Tomorrow’s Witnesses Learn From Holocaust Survivors
It was the world’s greatest crime, perpetrated against millions of human beings more than seven decades ago by a complex and horrifying bureaucracy dedicated to murder.
In 1946, several high-ranking members of Germany’s Nazi regime were brought to justice in a Nuremberg courtroom in a first-ever demonstration of international law. The criminals were executed or given prison terms. Most of them have since passed from the scene.
And today, with each passing hour, the survivors of the Holocaust – the greatest and most articulate witnesses to the crime – also grow fewer and fewer in number.
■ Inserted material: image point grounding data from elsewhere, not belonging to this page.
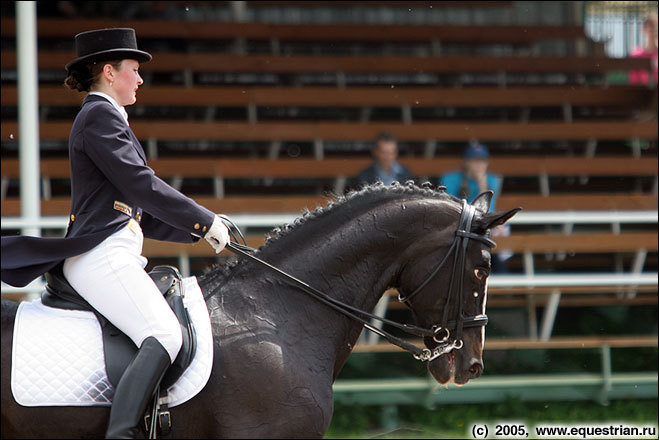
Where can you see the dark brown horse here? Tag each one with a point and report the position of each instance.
(277, 350)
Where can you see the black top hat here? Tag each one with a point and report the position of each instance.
(107, 44)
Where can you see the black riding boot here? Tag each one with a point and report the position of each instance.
(135, 389)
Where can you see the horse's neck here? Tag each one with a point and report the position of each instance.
(354, 262)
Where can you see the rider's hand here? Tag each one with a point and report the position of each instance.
(217, 235)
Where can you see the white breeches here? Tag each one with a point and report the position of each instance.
(112, 279)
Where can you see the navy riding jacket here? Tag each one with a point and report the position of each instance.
(110, 183)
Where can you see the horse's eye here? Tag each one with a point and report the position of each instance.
(479, 273)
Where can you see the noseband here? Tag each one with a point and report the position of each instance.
(442, 331)
(459, 250)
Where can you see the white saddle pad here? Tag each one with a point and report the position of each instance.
(58, 359)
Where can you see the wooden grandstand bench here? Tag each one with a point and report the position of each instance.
(317, 96)
(337, 131)
(296, 204)
(328, 168)
(201, 62)
(185, 30)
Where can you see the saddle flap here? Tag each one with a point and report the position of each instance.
(118, 348)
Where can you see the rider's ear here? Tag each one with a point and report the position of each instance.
(492, 219)
(482, 201)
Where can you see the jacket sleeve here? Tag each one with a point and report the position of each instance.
(108, 144)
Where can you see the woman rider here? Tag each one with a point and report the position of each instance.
(116, 201)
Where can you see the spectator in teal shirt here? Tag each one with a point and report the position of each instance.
(472, 180)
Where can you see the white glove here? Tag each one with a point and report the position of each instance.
(217, 235)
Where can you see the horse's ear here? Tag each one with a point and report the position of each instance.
(482, 201)
(493, 219)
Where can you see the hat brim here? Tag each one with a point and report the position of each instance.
(111, 54)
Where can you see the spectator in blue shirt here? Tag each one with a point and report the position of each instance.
(472, 180)
(385, 168)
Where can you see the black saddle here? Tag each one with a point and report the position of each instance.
(117, 347)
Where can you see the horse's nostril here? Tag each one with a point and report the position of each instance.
(476, 369)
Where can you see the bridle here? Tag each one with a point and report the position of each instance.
(459, 250)
(440, 333)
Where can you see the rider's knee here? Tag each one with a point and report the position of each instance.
(171, 337)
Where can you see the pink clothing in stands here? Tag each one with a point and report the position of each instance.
(643, 76)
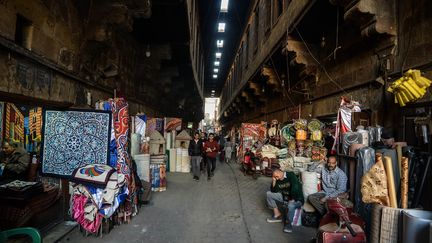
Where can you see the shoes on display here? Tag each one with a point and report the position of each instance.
(274, 219)
(288, 228)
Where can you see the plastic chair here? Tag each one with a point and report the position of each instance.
(32, 232)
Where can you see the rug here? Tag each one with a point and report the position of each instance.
(97, 175)
(73, 139)
(154, 124)
(172, 124)
(121, 131)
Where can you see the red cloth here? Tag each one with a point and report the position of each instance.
(214, 146)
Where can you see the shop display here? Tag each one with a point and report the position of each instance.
(172, 124)
(173, 160)
(389, 230)
(96, 175)
(158, 177)
(73, 139)
(410, 87)
(157, 143)
(309, 182)
(178, 156)
(140, 125)
(416, 226)
(120, 122)
(143, 166)
(404, 183)
(1, 121)
(374, 188)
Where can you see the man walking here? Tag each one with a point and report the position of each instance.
(285, 188)
(195, 151)
(211, 148)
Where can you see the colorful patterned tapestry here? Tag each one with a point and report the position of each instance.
(73, 139)
(120, 113)
(95, 174)
(14, 123)
(140, 125)
(172, 124)
(154, 124)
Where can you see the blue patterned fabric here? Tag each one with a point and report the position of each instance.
(73, 139)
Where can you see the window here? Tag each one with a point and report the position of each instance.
(277, 10)
(256, 31)
(247, 43)
(267, 13)
(23, 32)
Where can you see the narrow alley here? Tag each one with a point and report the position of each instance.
(312, 121)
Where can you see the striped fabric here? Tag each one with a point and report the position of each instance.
(376, 223)
(390, 221)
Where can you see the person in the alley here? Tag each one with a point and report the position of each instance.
(285, 189)
(211, 148)
(203, 164)
(334, 184)
(195, 151)
(14, 162)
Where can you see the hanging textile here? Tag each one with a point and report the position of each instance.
(73, 139)
(140, 125)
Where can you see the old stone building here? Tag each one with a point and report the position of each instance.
(318, 111)
(309, 53)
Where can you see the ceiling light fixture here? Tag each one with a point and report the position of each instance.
(224, 6)
(221, 27)
(219, 43)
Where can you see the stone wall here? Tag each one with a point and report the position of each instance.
(75, 48)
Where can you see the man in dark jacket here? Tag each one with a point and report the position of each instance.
(195, 151)
(285, 187)
(15, 163)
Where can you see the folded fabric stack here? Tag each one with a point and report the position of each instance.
(101, 193)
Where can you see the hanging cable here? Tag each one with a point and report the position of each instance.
(285, 93)
(319, 64)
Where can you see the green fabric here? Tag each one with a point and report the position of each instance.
(290, 187)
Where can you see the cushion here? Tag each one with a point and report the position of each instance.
(95, 174)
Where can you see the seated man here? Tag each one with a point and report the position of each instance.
(334, 184)
(285, 187)
(14, 162)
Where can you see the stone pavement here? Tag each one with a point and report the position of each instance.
(206, 211)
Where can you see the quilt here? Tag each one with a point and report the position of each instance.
(140, 125)
(154, 124)
(172, 124)
(97, 175)
(73, 139)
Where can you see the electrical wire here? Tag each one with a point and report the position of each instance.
(319, 64)
(285, 93)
In the Omaha area alone, five survivors have died since April 2018, leaving 13. The youngest in the area is 81 and the oldest is 101.
“It’s very much a wake-up call,” said Scott Littky, director of the Omaha-based Institute for Holocaust Education. “We are losing the survivors quickly. The 13 we have in Omaha have all had varying experiences, from being in a camp to being hidden children. The question we keep asking is, ‘Who can keep these legacies alive? Who can continue to tell their stories?’”
For the past seven years, Michael Kelly, the Sen. Allen A. Sekt Endowed Chair in Law at Creighton University, has been leading students to that courtroom in Nuremberg where the perpetrators of the Holocaust were tried.
The course, From Nuremberg to The Hague, includes a visit to the International Criminal Court at The Hague, Netherlands. In recent years, however, a centerpiece of the experience has been the trek these future lawyers make to one of the most harrowing scenes of the crime: Auschwitz.
These Creighton students have returned from Europe as witnesses and, in that, Kelly and Littky, along with Howard Epstein, executive director of the Jewish Federation of Omaha, have seen opportunity.
The three-day Holocaust immersion component of the Nuremberg program, which also includes stops at the Krakow Jewish Ghetto, the Oskar Schindler Factory and the Jewish Heritage Museum, means that Creighton is creating 30 new witnesses to the Holocaust each summer.
“This new partnership between Creighton University and the Jewish Federation of Omaha is emblematic of how institutions such as ours can find profound projects to work on together – ones like this which not only change the lives of the students who participate, but which impact young people in our community through sharing experiences gained at actual Holocaust crime scenes in Poland,” Kelly said.
As a 1996 alumnus of the School of Law, Epstein said continuing the program and training the students in becoming the next generation of witnesses was of paramount importance.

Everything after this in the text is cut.